Вообще все пронизывает слабоумный смех.
На лбах бредущих людей проступает надпись о смерти их духа.
Радость и грусть исчезают мгновенно.
Чистотой торгуют, искренность чахнет.
Если думать лишь о деньгах, деньгах, то
Человеческая стоимость станет презреннее денег»
и т. д. [48]
«Храм на рассвете»: демонстрации энтропии
Несмотря на то что формально Мисима до своего совершенного по всем правилам самоубийства сэппуку с призывом отказаться от послевоенной конституции и вернуть императору его божественный статус не отказался от патриотических взглядов, настроения его финальной тетралогии «Море изобилия», написанной в последние годы жизни и призванной стать его opus magnum, художественным шедевром и политическим завещанием одновременно, говорят о другом.
Эти настроения — прежде всего свидетельство об энтропийных процессах в послевоенном японском обществе и глубокая критика настоящего — должны были, видимо, оттенить его патриотический идеал, находимый в прошлом, но, надо признать, выражены гораздо более художественно достоверно, чем этот самый идеал, который тускнеет и кажется уже не столь правдоподобным. Если в первых двух романах тетралогии — «Весенний снег» и «Несущие кони» — Мисима, соответственно, завязывал сюжетные линии своего масштабного произведения и излагал — на примере воображаемой группы молодых бунтовщиков 30-х годов — принципы идеального служения императору, то два последних романа полностью «отданы на откуп» энтропии, это настоящий «мир-могила» по Людвигу Бинсвангеру. Не рассматривая даже последний роман тетралогии, законченный буквально in extremis, накануне давно запланированного самоубийства, с говорящим названием «Падение ангела» (отсылка к понятию из буддизма, предполагающему разложение небесного существа и его смерть, а главный герой романа, духовный наследник блестящего аристократа и чистого патриота из первых двух романов, оказывается всего лишь развратным и пустым юношей-«подделкой»), обратимся к третьему роману — «Храм на рассвете» (1968 — 1970) как в более полной мере содержащему интересующие нас темы.
Время действия романа — война и первые послевоенные годы.

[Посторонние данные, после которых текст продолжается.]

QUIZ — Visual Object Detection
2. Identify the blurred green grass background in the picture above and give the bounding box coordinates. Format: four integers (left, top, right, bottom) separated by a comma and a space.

На первых страницах можно найти свидетельства энтузиазма японцев (поданные, правда, рассказчиком Хондой не без скептических и дистанцирующих обертонов): «В то утро он отправился в контору, но в новостях передали об атаке на Перл-Харбор, какая уж тут работа. Слыша постоянный смех, который никак не могла сдержать молодая служащая, Хонда подумал, что женщины умеют выражать патриотизм только как чувственную радость» [49] . Когда же действие доходит до первых оккупационных лет, темы энтропии, разврата, социальных противоречий приобретают такую силу, что это делает роман едва ли не самым подавляющим и мрачным в творчестве Мисимы, никогда, впрочем, не слывшего особо светлым писателем.